A bit of a bizarre question, is there a way to split corpus documents that have been imported using the Corpus function in tm into multiple documents that can then be reread in my Corpus as separate documents? For example if I used inspect(documents[1]) and had something like

`<<VCorpus (documents: 1, metadata (corpus/indexed): 0/0)>>`

`[[1]]`

`<<PlainTextDocument (metadata: 7)>>`

The quick brown fox jumped over the lazy dog

I think cats are really cool

I want to split after this line!!!

Hi mom

Purple is my favorite color

I want to split after this line!!!

Words

And stuff

and I want to split the document after the phrase "I want to split after this line!!!" appears, twice in this case, is that possible?

The end result would look like this after using inspect(documents)

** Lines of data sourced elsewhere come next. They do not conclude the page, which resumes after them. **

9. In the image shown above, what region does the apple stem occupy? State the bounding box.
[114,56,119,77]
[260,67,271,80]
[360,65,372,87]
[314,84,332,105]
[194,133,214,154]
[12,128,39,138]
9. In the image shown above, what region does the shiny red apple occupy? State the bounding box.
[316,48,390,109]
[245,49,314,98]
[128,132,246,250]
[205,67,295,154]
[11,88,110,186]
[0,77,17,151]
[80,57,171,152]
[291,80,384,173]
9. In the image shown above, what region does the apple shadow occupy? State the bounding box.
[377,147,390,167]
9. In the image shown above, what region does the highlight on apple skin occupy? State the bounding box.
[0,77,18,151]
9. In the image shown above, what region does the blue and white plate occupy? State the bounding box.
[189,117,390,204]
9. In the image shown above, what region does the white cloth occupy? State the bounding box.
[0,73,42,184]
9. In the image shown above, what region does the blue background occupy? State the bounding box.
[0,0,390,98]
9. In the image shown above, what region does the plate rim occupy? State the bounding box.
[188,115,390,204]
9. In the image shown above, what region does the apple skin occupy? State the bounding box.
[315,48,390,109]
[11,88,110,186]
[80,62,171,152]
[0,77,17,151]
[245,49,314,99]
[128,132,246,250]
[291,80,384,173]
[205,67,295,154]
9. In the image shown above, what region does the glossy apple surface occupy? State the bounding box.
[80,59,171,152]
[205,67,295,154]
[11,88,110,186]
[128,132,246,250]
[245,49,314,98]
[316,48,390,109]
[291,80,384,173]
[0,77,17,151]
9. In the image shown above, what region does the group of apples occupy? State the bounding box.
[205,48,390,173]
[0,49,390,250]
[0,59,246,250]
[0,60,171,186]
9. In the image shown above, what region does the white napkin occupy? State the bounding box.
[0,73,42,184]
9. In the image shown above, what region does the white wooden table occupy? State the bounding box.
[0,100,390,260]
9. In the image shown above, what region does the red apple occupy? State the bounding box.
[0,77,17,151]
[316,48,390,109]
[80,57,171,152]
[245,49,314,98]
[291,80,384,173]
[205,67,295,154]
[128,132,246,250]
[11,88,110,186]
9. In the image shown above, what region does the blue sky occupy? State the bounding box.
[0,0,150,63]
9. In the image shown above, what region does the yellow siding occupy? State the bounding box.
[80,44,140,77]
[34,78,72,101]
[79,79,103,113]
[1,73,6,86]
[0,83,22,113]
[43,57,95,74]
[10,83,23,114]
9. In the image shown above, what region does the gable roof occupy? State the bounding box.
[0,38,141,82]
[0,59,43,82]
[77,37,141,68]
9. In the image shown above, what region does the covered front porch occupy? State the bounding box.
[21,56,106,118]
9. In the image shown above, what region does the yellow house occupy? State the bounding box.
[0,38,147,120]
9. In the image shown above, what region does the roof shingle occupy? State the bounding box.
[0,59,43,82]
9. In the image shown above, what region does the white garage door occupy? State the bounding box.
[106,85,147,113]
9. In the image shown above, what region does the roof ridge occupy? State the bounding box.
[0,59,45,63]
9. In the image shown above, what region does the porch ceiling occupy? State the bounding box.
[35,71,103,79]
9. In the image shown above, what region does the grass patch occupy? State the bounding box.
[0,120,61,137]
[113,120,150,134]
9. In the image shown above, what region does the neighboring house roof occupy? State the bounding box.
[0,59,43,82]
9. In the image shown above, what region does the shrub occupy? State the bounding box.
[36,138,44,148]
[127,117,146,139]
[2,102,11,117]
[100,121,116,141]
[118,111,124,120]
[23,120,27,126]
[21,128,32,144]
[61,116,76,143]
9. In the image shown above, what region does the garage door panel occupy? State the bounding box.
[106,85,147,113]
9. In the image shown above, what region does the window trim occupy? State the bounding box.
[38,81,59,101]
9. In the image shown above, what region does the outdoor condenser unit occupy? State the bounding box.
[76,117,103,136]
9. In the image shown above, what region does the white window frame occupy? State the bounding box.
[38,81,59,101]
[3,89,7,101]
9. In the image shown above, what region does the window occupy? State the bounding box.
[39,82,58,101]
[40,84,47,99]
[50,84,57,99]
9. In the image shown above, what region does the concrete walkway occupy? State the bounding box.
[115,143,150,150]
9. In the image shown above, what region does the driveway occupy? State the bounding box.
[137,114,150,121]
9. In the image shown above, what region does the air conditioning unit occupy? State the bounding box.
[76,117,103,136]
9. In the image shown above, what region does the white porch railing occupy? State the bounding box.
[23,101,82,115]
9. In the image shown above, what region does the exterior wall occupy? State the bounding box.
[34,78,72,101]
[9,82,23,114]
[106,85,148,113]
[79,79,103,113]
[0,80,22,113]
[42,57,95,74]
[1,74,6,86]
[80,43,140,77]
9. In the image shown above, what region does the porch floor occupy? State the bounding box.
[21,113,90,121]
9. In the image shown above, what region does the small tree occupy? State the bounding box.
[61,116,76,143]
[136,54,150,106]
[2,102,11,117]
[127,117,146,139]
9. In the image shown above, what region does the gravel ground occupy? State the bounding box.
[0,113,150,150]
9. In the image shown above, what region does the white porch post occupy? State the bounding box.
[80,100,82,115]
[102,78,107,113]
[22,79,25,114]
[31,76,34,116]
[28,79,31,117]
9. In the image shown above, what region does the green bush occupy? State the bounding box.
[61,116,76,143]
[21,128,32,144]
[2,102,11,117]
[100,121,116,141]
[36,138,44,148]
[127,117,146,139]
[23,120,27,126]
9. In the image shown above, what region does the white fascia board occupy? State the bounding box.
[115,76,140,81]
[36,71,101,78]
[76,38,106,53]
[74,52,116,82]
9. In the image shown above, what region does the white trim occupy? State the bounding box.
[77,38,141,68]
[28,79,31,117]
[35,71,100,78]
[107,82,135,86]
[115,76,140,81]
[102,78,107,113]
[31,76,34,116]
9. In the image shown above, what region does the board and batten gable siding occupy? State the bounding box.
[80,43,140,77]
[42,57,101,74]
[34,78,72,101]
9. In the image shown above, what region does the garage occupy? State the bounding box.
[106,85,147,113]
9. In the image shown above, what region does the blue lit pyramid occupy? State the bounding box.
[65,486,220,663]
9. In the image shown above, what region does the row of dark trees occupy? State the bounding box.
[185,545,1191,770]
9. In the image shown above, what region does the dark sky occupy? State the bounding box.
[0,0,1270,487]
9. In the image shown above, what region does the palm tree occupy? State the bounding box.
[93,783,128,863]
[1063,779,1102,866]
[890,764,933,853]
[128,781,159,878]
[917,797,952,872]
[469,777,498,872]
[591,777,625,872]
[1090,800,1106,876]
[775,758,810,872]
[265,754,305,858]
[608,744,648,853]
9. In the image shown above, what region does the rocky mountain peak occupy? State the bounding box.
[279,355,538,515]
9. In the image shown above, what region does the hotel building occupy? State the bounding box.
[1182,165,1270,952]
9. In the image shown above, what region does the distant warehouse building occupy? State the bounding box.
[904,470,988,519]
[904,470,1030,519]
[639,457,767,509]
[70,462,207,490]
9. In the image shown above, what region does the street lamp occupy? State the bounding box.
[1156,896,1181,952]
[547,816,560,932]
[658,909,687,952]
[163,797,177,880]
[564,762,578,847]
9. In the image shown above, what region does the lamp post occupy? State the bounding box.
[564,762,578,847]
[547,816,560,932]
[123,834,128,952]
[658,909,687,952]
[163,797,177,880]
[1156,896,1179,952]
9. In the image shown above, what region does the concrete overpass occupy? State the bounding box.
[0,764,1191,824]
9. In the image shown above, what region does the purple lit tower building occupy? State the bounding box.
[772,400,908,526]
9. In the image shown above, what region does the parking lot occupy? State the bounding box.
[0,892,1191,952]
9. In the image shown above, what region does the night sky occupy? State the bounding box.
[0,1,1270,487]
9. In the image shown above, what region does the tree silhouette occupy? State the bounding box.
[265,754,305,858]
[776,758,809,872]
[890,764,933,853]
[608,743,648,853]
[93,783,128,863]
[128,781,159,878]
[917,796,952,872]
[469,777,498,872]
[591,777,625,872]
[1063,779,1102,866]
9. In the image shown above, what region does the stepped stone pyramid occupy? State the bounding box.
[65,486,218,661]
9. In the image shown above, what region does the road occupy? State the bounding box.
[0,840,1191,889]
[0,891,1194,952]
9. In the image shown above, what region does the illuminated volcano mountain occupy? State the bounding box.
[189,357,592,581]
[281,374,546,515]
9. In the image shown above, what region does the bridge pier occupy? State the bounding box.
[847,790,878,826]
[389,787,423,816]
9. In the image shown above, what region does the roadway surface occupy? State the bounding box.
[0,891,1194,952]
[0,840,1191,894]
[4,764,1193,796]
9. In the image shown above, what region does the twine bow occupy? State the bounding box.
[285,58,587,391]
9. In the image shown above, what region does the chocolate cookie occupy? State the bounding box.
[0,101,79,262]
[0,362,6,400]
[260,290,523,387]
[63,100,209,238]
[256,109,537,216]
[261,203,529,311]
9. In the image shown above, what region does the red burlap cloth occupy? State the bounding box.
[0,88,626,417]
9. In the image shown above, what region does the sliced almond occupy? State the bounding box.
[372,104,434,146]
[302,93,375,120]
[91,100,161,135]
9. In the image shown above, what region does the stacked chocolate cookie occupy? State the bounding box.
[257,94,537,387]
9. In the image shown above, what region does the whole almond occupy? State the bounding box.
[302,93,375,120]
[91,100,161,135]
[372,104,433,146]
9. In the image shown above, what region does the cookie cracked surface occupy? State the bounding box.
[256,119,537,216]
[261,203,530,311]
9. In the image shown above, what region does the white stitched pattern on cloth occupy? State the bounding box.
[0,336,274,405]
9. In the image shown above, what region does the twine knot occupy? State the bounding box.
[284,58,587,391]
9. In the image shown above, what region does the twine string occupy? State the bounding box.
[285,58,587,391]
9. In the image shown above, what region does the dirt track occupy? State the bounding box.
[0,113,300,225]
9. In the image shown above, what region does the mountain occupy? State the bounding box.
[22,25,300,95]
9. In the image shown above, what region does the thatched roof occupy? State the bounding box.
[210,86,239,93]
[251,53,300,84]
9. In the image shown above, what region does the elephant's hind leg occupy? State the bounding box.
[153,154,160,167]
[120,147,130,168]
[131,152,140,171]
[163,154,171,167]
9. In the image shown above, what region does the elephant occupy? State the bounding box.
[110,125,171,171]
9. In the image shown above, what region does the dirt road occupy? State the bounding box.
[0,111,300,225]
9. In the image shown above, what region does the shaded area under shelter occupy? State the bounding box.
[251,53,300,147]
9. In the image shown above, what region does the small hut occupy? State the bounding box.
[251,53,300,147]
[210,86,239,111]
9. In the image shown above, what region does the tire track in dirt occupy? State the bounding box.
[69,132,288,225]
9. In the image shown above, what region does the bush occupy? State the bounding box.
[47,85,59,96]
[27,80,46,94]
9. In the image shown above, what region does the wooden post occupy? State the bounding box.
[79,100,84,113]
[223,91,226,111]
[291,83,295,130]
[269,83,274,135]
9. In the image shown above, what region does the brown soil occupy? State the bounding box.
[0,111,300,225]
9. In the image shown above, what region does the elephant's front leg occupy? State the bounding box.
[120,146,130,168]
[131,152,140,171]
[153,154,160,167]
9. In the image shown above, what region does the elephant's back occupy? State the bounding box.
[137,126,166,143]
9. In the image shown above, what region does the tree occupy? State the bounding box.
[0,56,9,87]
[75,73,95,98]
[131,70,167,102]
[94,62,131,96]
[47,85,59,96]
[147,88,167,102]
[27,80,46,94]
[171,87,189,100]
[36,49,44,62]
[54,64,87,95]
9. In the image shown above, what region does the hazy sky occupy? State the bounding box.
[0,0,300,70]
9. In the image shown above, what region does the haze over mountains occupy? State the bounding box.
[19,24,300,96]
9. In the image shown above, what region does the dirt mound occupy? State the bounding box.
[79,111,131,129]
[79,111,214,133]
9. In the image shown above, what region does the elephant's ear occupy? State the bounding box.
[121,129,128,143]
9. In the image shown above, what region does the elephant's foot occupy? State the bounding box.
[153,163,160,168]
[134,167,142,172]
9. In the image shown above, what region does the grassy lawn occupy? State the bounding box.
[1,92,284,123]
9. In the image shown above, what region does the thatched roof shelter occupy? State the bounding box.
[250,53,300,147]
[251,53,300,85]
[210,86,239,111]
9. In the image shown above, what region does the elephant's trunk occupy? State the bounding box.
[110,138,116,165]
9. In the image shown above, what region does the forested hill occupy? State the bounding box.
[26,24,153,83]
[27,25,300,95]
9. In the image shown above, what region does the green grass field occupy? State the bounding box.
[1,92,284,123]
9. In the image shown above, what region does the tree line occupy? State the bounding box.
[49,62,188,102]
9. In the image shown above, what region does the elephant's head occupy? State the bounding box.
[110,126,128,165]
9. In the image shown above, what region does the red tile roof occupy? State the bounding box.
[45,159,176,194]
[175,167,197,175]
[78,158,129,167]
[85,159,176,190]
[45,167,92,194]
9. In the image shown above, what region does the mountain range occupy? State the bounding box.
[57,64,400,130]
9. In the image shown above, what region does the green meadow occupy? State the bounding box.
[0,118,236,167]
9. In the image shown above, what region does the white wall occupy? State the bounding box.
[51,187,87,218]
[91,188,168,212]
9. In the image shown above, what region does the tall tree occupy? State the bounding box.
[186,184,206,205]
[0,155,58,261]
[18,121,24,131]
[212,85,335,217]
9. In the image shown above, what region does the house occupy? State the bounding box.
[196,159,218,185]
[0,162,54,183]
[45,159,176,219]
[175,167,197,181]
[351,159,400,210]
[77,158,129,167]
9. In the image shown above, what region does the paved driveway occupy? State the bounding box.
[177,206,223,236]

<<VCorpus (documents: 1, metadata (corpus/indexed): 0/0)>>

[[1]]

<<PlainTextDocument (metadata: 7)>>

The quick brown fox jumped over the lazy dog

I think cats are really cool

I want to split after this line!!!

[[2]]

<<PlainTextDocument (metadata: 7)>>

Hi mom

Purple is my favorite color

I want to split after this line!!!

[[3]]

<<PlainTextDocument (metadata: 7)>>

Words

And stuff

2

There are 2 answers

0
agstudy On BEST ANSWER

You can use strsplit to split your document , then recreate the corpus again :

Corpus(VectorSource(
          strsplit(as.character(documents[[1]]),  ## coerce to character
          "I want to split after this line!!!",   
          fixed=TRUE)[[1]]))       ## use fixed=T since you  have special
                                   ## characters in your separator  

To test this , we should first create a reproducible example :

documents <- Corpus(VectorSource(paste(readLines(textConnection("The quick brown fox jumped over the lazy dog
I think cats are really cool
I want to split after this line!!!
Hi mom
Purple is my favorite color
I want to split after this line!!!
Words
And stuff")),collapse='\n')))

Then applying previous solution:

split.docs <- Corpus(VectorSource(
  strsplit(as.character(documents[[1]]),  ## coerce to character
           "I want to split after this line!!!",   
           fixed=TRUE)[[1]]))  

Now inspect the solution :

inspect(split.docs)
<<VCorpus (documents: 3, metadata (corpus/indexed): 0/0)>>

[[1]]
<<PlainTextDocument (metadata: 7)>>
The quick brown fox jumped over the lazy dog
I think cats are really cool


[[2]]
<<PlainTextDocument (metadata: 7)>>

Hi mom
Purple is my favorite color


[[3]]
<<PlainTextDocument (metadata: 7)>>

Words
And stuff

looks that strsplit remove the separator :)

2
Ken Benoit On

Here's an even easier way, using the quanteda package:

require(quanteda)
segment(mytext, what = "other", delimiter = "I want to split after this line!!!")

This produces a list of length=1 (since it is designed to with multiple documents, if you wish) but you can always unlist() it if you just want a vector.

[[1]]
[1] "The quick brown fox jumped over the lazy dog\n\nI think cats are really cool\n\n"
[2] "\n    \nHi mom\n\nPurple is my favorite color\n\n"                               
[3] "\n    \nWords\n\nAnd stuff" 

This can be read back into a quanteda corpus using corpus(mytextSegmented) or a tm corpus for subsequent processing.